He is the author of numerous articles and books on demographics, economics, finance, health care, and social change. His work has appeared in such publications as The Atlantic Monthly, Der Spiegel, The Financial Times, Foreign Affairs, Foreign Policy, Harvard Business Review, The New Republic, The New Statesman, The New York Times Magazine, The Wall Street Journal, Washington Monthly, and Washington Post.
His latest book, co-authored with Ray Boshara, is entitled The Next Progressive Era: A Blueprint for Broad Prosperity (Polipoint, Spring 2009). Even before its publication, Mr. Longman has been asked to testify before Congress on its proposals for revamping America’s transportation system, which he also explained recently in a National Public Radio interview broadcast nationwide. The book’s proposals for reviving small-scale banking were also highlighted in a recent broadcast of Dan Rather Reports.
Mr. Longman’s previous book Best Care Anywhere, published by Polipoint in 2007, chronicles the quality transformation of the Veterans Health Administration and applies its lessons to a plan for reforming the U.S. health care system as a whole. Mr. Longman has lectured widely on this subject, including appearance at the Wharton School of Business, Yale School of Management, WorldVistA, MedImpact, and at numerous VA facilities around the country.

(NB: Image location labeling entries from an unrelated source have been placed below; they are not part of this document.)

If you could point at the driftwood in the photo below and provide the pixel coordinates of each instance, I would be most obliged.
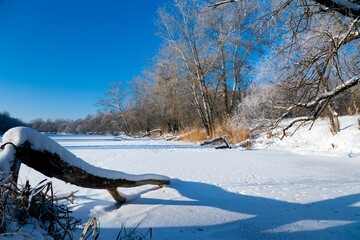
(52, 165)
(224, 142)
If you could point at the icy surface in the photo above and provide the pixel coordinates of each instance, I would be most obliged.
(299, 188)
(20, 135)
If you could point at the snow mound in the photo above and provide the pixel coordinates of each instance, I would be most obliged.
(19, 135)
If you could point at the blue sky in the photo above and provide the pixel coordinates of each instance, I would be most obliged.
(57, 57)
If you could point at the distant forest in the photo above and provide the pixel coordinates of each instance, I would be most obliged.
(235, 66)
(98, 124)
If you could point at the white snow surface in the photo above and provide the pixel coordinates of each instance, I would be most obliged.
(19, 135)
(304, 187)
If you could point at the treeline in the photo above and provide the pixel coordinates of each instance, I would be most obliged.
(238, 65)
(97, 124)
(242, 65)
(7, 122)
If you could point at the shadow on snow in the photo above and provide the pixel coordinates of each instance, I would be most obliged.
(337, 218)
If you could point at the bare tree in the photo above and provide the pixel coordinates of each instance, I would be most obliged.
(320, 35)
(183, 31)
(114, 102)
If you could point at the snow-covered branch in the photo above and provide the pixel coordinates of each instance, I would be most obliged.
(317, 106)
(345, 7)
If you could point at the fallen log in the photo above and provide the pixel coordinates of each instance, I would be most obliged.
(51, 159)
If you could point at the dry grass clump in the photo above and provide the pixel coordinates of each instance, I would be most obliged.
(195, 134)
(35, 206)
(232, 134)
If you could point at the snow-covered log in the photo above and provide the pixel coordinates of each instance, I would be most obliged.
(50, 158)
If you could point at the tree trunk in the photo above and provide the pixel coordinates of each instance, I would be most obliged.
(334, 120)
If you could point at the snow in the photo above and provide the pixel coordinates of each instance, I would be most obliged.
(19, 135)
(303, 187)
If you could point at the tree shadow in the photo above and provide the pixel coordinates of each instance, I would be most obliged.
(337, 218)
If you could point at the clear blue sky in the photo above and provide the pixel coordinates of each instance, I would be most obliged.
(57, 57)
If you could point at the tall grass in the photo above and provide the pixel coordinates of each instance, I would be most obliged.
(232, 134)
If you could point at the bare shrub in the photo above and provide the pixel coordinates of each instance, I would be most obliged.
(37, 206)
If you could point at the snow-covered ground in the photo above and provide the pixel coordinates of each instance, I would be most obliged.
(303, 187)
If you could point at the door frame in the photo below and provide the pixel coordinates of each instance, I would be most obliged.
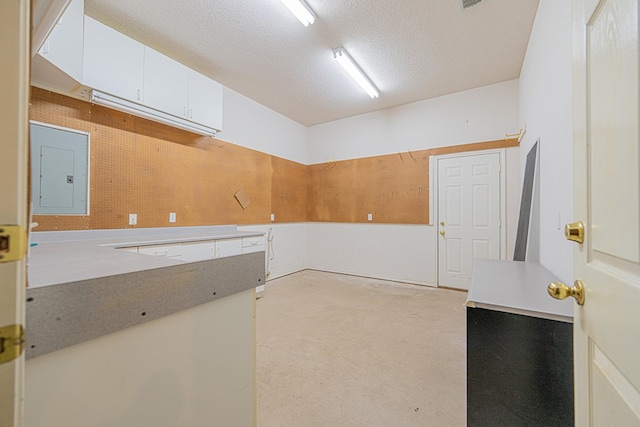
(434, 200)
(14, 114)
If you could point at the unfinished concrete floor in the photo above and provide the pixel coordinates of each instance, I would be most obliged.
(335, 350)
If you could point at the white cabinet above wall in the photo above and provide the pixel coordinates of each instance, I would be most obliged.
(113, 62)
(86, 59)
(204, 106)
(166, 83)
(58, 62)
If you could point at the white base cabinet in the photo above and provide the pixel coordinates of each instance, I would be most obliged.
(113, 63)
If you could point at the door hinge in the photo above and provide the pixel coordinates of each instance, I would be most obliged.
(13, 243)
(12, 340)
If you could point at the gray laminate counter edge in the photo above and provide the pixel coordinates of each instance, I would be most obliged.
(89, 288)
(70, 256)
(516, 287)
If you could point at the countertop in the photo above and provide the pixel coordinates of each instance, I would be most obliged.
(516, 287)
(70, 256)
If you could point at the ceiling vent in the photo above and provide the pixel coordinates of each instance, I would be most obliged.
(468, 3)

His other books include The Empty Cradle: How Falling Birthrates Threaten World Prosperity And What to Do About It, published by Basic Books in 2004 and reissued in paperback in 2006. It examines how the rapid yet uneven fall in birth rates around the globe is affecting the balance of power between nations and influencing the global economy and culture. Mr. Longman’s speaking on this subject include appearances in the documentary, “Demographic Winter” and addresses to PopTech, National War College, the LongNow Foundation, World Congress of Families (Warsaw), Standing Senate Committee on Banking, Trade and Commerce (Ottawa), and (forthcoming) The St. Gallen Symposium (Switzerland) and the Ford Hall Forum (Boston).
Mr. Longman is also the author of Born to Pay: the New Politics of Aging in America (Houghton Mifflin, 1987), in which he accurately predicted the mounting strains on federal spending and economic growth associated with the aging of the Baby Boom generation. In 1997, he warned of the consequences excess debt and insufficient savings in his book, The Return of Thrift: How the Collapse of the Middle Class Welfare State Will Reawaken Values in America (Free Press, 1997).
Formerly a senior writer and deputy assistant managing editor at U.S. News & World Report, he has won numerous awards for his business and financial writing, including UCLA's Gerald Loeb Award, and the top prize for investigative journalism from Investigative Reporters and Editors. He is a graduate of Oberlin College, and was also a Knight-Bagehot Fellow at Columbia University.